The construction of the Great Wall of China continued into the Ming Dynasty (1368-1644), resulting in the world's largest military engineering work.

Note: The portion of the fortifications built during the Ming Dynasty is generally referred to as the 'Great Wall'. This portion connects the Shanhai Strait (on the banks of the Yalu River) in the east to Jiayuguan in the west.

A gigantic defence system

The Great Wall of China is not just a wall, but is a complete defense system consisting of several walls, Towers of lookout and Towers of signal fire.

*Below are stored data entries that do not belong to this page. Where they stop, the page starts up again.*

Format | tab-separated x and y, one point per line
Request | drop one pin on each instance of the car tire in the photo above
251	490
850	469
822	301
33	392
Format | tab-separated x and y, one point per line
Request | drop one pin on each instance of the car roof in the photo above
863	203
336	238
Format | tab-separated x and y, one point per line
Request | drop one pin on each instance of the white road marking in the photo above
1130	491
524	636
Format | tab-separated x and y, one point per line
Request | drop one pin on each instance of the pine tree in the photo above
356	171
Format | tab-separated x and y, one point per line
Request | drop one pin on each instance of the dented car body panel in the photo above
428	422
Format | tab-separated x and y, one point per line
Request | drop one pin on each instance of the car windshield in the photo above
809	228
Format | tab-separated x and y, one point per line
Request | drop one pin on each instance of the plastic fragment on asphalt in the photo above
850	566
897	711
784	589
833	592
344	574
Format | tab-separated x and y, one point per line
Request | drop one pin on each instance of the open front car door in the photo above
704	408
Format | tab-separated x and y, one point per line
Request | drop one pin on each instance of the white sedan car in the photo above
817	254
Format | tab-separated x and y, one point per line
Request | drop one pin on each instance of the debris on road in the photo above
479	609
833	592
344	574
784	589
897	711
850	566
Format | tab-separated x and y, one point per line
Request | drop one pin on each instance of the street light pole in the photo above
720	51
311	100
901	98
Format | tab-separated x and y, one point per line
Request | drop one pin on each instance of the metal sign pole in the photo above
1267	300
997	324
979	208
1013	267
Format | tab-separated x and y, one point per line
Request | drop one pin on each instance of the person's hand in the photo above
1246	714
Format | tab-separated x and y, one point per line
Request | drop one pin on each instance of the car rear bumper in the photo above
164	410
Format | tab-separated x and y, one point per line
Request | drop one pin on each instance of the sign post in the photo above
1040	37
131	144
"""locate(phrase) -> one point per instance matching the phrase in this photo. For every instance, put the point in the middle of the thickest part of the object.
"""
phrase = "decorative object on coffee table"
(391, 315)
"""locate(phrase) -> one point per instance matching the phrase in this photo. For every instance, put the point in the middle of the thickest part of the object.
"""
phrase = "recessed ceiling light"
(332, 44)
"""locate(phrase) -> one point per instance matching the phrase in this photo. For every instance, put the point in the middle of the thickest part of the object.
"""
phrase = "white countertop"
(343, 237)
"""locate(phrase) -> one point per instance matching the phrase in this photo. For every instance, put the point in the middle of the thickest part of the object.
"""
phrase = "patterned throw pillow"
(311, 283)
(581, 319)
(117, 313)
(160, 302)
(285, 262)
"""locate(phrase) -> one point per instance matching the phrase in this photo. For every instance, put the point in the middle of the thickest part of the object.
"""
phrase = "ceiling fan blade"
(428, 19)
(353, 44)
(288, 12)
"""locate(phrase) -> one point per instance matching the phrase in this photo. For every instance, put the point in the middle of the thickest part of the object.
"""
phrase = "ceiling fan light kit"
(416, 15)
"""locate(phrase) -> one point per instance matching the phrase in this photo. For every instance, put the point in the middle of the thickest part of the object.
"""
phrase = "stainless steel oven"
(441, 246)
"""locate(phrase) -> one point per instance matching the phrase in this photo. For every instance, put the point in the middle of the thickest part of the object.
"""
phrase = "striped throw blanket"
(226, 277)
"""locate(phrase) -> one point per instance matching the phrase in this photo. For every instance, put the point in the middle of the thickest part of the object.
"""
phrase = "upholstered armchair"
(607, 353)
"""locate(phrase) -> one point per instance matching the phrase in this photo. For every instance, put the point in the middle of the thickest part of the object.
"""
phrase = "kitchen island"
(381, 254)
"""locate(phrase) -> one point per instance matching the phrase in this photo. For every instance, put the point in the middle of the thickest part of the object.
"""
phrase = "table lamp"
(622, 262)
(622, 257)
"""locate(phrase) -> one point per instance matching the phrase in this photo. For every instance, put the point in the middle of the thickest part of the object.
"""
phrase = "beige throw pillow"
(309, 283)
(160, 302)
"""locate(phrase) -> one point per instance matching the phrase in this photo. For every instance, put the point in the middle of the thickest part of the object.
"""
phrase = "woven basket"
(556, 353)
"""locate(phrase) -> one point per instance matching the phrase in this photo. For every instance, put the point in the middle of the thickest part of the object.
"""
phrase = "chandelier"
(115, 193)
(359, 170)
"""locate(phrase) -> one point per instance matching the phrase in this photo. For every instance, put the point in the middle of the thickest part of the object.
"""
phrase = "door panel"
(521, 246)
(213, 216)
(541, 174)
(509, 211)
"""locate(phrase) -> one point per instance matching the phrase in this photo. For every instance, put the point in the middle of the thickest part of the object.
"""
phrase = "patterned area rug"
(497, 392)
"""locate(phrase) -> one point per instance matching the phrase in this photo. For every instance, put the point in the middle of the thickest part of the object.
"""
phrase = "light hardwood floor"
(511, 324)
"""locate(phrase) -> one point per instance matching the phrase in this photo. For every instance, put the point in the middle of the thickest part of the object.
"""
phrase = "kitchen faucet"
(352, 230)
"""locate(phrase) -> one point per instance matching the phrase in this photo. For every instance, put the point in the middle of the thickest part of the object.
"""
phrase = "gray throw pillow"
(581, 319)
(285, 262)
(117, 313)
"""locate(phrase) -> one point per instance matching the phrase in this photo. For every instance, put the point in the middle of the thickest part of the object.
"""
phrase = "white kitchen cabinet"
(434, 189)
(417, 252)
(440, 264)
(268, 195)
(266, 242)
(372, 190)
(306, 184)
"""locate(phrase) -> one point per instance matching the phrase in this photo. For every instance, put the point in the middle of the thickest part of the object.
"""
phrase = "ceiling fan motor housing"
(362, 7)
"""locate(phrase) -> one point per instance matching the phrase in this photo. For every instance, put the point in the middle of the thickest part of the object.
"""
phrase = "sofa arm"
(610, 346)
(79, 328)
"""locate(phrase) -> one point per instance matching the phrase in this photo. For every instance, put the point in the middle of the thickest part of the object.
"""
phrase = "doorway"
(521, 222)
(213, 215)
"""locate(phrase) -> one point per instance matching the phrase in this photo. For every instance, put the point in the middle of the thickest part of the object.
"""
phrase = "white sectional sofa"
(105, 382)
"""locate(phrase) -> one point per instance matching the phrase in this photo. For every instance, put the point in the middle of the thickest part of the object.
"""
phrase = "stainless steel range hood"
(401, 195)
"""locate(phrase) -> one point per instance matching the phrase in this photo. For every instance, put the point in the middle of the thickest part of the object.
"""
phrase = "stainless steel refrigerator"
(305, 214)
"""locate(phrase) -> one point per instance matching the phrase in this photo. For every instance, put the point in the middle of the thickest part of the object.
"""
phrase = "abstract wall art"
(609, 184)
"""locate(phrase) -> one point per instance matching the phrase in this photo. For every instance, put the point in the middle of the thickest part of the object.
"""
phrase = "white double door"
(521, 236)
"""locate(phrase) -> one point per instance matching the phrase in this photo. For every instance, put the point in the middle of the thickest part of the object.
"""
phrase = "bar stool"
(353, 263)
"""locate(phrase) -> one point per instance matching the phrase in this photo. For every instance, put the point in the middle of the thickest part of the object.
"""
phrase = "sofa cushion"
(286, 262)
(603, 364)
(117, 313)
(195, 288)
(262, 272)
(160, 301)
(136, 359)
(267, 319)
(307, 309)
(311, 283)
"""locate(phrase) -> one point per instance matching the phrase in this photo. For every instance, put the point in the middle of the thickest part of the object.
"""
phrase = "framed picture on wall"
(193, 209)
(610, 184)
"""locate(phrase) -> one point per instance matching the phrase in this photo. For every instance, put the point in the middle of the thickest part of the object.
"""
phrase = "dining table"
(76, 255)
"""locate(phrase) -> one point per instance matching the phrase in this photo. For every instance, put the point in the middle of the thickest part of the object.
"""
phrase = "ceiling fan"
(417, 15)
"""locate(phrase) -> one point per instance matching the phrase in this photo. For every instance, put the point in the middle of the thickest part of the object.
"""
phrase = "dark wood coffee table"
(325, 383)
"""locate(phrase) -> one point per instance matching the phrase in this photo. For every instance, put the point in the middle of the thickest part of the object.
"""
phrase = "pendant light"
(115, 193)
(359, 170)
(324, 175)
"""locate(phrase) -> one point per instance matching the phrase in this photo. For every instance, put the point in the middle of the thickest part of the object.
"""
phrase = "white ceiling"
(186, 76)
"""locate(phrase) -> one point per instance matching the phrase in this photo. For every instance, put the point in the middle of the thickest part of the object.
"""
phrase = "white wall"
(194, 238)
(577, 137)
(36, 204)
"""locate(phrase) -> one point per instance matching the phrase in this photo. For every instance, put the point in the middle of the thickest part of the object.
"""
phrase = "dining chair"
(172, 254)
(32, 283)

An estimated one million soldiers were deployed along the Great Wall to defend the border.

The size of the Walls varied according to the characteristics of the topography: thus, in the plains and strategic passages, the Walls were very high and solid, while they were lower and narrower in the high and steep mountains.

The Great Wall in figures

The length of the Great Wall of China is about 6700 km. Today, many segments, with a total length of about 1000 kilometers, are buried underground.

In Chinese, it is nicknamed 'the long wall of ten thousand li'.
This expression can be understood in the literal sense (6700 km is equivalent to 13,400 li) or in the symbolic sense because the number ten thousand symbolizes infinity in Chinese.

These fortifications are between 5 and 17 meters high and on average 4 to 5 meters wide. Some impressive portions can be seen near Beijing, the capital.
The Great Wall is also one of the few monuments visible from space.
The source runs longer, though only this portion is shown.